Quick Start¶
A minimal end-to-end example using the Delaware River Basin.
This guide walks through a complete pipeline run: from project setup to inspecting output files. By the end, you will have zonal statistics for elevation, slope, and land cover computed over a polygon fabric.
Prerequisites¶
- pixi installed (installation guide)
- hydro-param cloned and environment synced:
Step 1: Initialize a project¶
This creates a standard project directory with template configs,
data directories organized by dataset category (e.g., data/topography/,
data/soils/), and a .gitignore.
Step 2: Obtain a target fabric¶
hydro-param does not fetch or subset fabrics. You need a pre-existing GeoPackage or GeoParquet file containing your HRU polygons. Options:
- pynhd / pygeohydro --
pygeohydro.get_camels()or NHDPlus catchments - USGS Geospatial Fabric -- download from ScienceBase
- Custom -- any polygon mesh with a unique integer ID column
Copy your fabric into the project:
Fabric requirements
The fabric must be a GeoPackage (.gpkg) or GeoParquet (.parquet)

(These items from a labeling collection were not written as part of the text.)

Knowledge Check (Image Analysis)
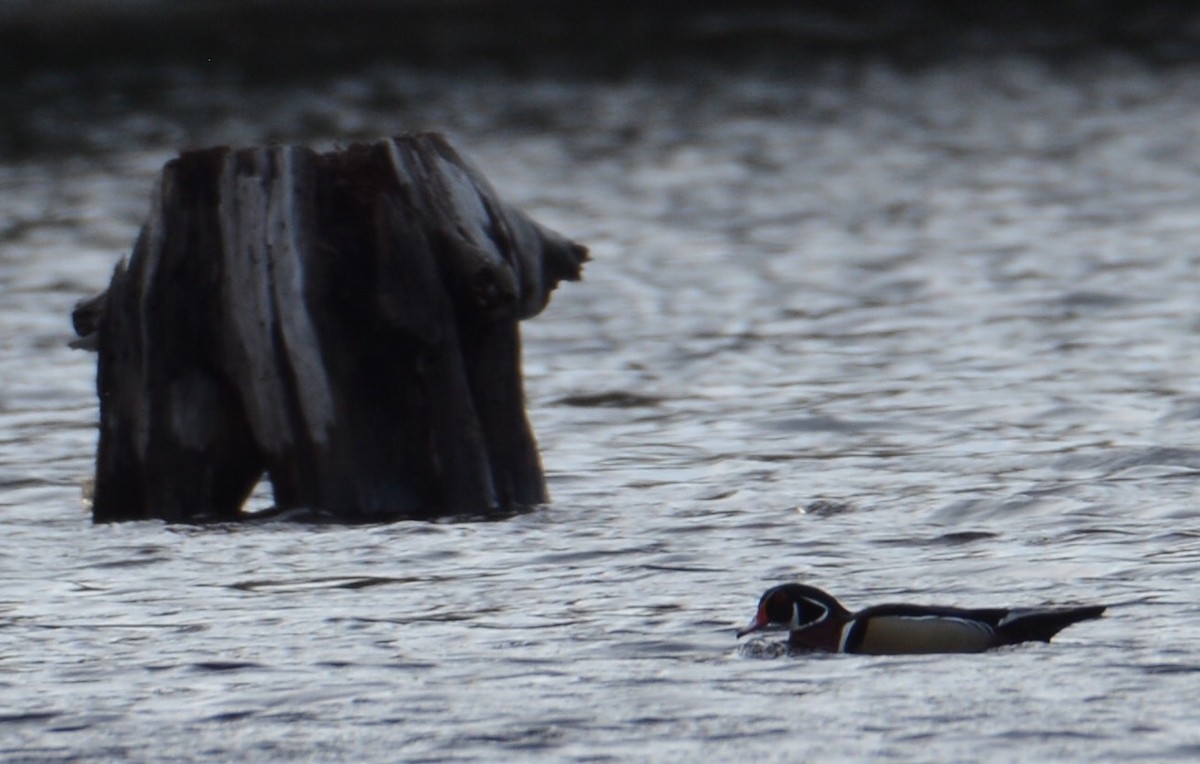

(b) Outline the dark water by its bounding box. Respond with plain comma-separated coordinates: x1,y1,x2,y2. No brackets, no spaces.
0,4,1200,762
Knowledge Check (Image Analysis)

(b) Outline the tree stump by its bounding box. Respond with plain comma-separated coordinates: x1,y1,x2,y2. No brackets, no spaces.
73,133,588,523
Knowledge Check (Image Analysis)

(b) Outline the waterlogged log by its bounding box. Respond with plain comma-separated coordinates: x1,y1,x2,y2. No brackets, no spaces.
74,134,587,522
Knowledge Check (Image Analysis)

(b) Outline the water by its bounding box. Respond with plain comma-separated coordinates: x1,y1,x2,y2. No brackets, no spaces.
0,20,1200,762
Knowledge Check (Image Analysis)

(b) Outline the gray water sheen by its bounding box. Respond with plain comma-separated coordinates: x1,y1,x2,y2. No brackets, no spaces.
0,52,1200,762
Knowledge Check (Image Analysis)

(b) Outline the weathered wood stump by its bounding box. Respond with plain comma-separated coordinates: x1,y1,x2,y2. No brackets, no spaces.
74,134,587,522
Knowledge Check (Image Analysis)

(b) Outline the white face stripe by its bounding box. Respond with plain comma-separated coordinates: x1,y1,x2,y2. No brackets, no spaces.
788,597,829,631
838,620,858,652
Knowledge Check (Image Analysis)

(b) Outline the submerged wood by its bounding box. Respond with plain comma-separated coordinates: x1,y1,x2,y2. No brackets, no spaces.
74,133,587,522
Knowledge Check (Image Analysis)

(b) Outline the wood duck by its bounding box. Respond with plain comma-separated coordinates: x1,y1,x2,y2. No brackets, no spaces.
738,584,1105,655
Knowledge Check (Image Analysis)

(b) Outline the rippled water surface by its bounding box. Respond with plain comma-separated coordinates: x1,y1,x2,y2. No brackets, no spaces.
0,32,1200,762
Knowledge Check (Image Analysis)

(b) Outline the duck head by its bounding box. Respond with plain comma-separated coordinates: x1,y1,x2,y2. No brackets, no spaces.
738,584,850,639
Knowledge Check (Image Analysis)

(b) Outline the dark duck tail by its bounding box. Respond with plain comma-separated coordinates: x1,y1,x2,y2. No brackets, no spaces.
996,604,1105,644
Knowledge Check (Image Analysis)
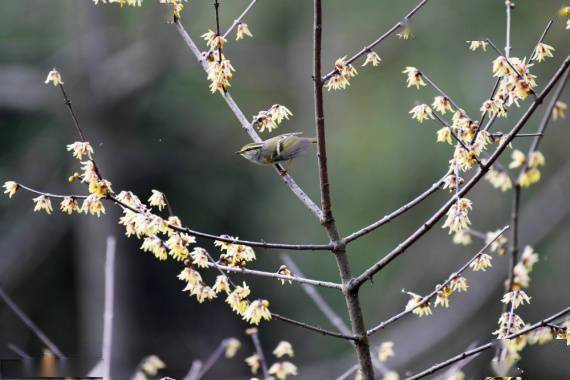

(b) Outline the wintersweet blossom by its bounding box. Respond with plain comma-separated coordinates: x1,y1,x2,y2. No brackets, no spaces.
243,299,271,325
362,51,382,67
552,100,568,120
59,197,81,215
378,342,394,363
466,41,489,51
2,181,20,198
469,253,493,272
533,42,556,62
45,68,63,86
148,190,167,211
268,361,297,380
326,56,358,91
273,340,295,358
402,66,426,90
409,104,434,123
33,195,53,215
236,22,253,41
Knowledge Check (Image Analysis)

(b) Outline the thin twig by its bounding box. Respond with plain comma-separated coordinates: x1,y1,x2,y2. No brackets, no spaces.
343,171,450,244
350,56,570,288
367,226,509,335
247,328,269,379
406,307,570,380
281,254,351,335
323,0,429,83
0,287,66,360
102,236,117,380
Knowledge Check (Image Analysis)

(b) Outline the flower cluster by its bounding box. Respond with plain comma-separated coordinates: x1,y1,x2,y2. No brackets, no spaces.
253,104,293,132
326,56,358,91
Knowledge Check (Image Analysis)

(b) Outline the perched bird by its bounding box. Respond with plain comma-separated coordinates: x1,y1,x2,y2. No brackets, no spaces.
236,132,317,174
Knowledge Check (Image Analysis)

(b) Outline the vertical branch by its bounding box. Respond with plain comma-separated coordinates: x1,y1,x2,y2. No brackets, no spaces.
0,287,66,360
102,236,116,380
313,0,374,380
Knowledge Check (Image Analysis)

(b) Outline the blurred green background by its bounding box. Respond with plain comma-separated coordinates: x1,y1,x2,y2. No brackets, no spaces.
0,0,570,379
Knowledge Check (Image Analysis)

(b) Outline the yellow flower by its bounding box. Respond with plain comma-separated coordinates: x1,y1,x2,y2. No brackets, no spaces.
269,362,297,380
148,190,166,211
2,181,20,198
190,247,208,268
552,100,568,120
141,355,166,376
194,286,216,303
396,25,414,40
201,29,226,50
67,141,93,160
81,194,105,217
434,286,453,307
509,149,526,169
402,66,426,90
59,197,81,215
378,342,394,363
212,275,230,294
528,150,546,168
469,253,493,272
437,127,452,145
224,338,241,359
245,354,261,375
243,299,271,325
533,42,555,62
485,167,513,192
442,198,472,234
33,195,53,215
89,179,113,199
273,340,295,358
362,51,382,67
467,41,489,51
406,293,432,317
409,104,434,123
501,289,530,309
453,230,472,245
236,22,253,41
45,68,63,86
177,267,202,293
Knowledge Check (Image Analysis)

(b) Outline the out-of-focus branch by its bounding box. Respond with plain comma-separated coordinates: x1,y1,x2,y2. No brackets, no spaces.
367,226,509,335
0,287,66,360
102,236,117,380
174,19,323,220
323,0,429,82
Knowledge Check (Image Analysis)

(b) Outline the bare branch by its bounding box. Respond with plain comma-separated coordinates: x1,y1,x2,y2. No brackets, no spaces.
367,226,509,335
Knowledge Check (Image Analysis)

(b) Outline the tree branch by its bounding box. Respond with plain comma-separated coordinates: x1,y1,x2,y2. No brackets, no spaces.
406,307,570,380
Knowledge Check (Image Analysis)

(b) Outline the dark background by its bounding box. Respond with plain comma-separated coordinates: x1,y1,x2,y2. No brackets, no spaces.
0,0,570,379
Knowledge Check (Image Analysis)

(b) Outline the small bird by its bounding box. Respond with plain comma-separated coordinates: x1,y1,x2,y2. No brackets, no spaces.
236,132,317,174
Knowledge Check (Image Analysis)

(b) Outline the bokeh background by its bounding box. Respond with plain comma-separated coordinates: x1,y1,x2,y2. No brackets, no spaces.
0,0,570,379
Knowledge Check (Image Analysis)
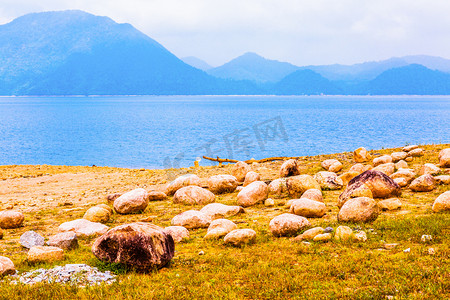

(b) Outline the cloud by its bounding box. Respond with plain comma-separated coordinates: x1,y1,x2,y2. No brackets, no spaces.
0,0,450,65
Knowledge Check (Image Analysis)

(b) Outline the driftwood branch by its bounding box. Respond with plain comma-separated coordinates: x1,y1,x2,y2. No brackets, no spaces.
203,156,299,163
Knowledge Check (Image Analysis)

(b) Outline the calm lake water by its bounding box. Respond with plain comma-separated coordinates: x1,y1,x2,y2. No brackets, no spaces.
0,96,450,168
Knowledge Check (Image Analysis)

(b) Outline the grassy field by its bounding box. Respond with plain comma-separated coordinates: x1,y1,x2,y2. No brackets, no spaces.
0,144,450,299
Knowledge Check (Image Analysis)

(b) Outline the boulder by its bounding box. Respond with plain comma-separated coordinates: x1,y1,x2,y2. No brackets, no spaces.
344,170,401,198
289,198,327,218
269,178,287,197
378,198,402,210
419,163,441,175
439,148,450,168
205,219,237,239
164,226,190,243
373,155,392,167
19,230,45,249
391,151,408,162
334,225,355,241
0,256,16,277
243,171,261,186
200,203,244,220
47,231,78,250
300,189,323,202
269,214,311,236
92,222,175,271
231,161,252,182
173,185,216,205
83,206,111,223
114,188,148,214
58,219,108,237
147,191,167,201
237,181,269,207
166,174,201,196
338,197,379,223
286,174,321,198
27,246,64,263
409,173,436,192
207,175,239,194
372,163,395,176
223,229,256,246
313,171,344,190
280,159,300,177
353,147,371,163
171,210,212,229
0,210,25,229
432,191,450,212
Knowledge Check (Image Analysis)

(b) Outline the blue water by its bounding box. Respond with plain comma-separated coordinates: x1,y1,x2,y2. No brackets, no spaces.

file with polygon geometries and a unique integer ID column (e.g.,
featureid, nhm_id). hydro-param reads this file as-is and does
not modify it.
Step 3: Explore available datasets¶
List all registered datasets grouped by category:
Get details on a specific dataset, including its variables, access strategy, and spatial extent:
Step 4: Write a pipeline config¶
Create configs/pipeline.yml with the following content. This minimal
config requests two datasets: 3DEP elevation and slope, plus NLCD land
cover fractions.
target_fabric:
path: "data/fabrics/catchments.gpkg"
id_field: "featureid"
crs: "EPSG:5070"
domain:
type: bbox
bbox: [-76.5, 38.5, -74.0, 42.6] # (1)!
datasets:
topography: # (2)!
- name: dem_3dep_10m
variables: [elevation, slope]
statistics: [mean]
land_cover:
- name: nlcd_osn_lndcov
variables: [LndCov]
statistics: [categorical] # (3)!
year: [2021]
output:
path: "./output"
format: netcdf
processing:
batch_size: 500
- Bounding box as
[west, south, east, north]in longitude/latitude. This covers the Delaware River Basin. - Datasets are grouped by category. Valid categories include
topography,soils,land_cover,snow, andclimate. - Use
categoricalfor land cover to get per-class area fractions rather than a single summary statistic.
Config validation
hydro-param validates the config on load using Pydantic. Misspelled field names, unknown categories, or missing required fields produce clear error messages before any processing begins.
Step 5: Run the pipeline¶
The pipeline executes five stages:
- Resolve fabric -- loads and spatially subsets the target fabric
- Resolve datasets -- validates dataset names against the registry
- Compute weights -- gdptools builds intersection weights per batch
- Process datasets -- computes zonal statistics for each variable
- Format output -- writes results to the output directory
Progress is logged to the console. A typical run with 500-feature batches takes a few minutes depending on network speed (remote datasets) or disk I/O (local data).
Step 6: Inspect results¶
After the pipeline completes, the output directory contains one CSV per variable, organized by category:
output/
topography/
dem_3dep_10m_elevation_mean.csv # (1)!
dem_3dep_10m_slope_mean.csv
land_cover/
nlcd_osn_lndcov_LndCov_categorical_2021.csv # (2)!
.manifest.yml # (3)!
- Each CSV is indexed by the fabric ID field (
featureidin this example) with one row per feature. - Categorical output contains one column per land cover class, with values representing the fractional area of each class within each feature.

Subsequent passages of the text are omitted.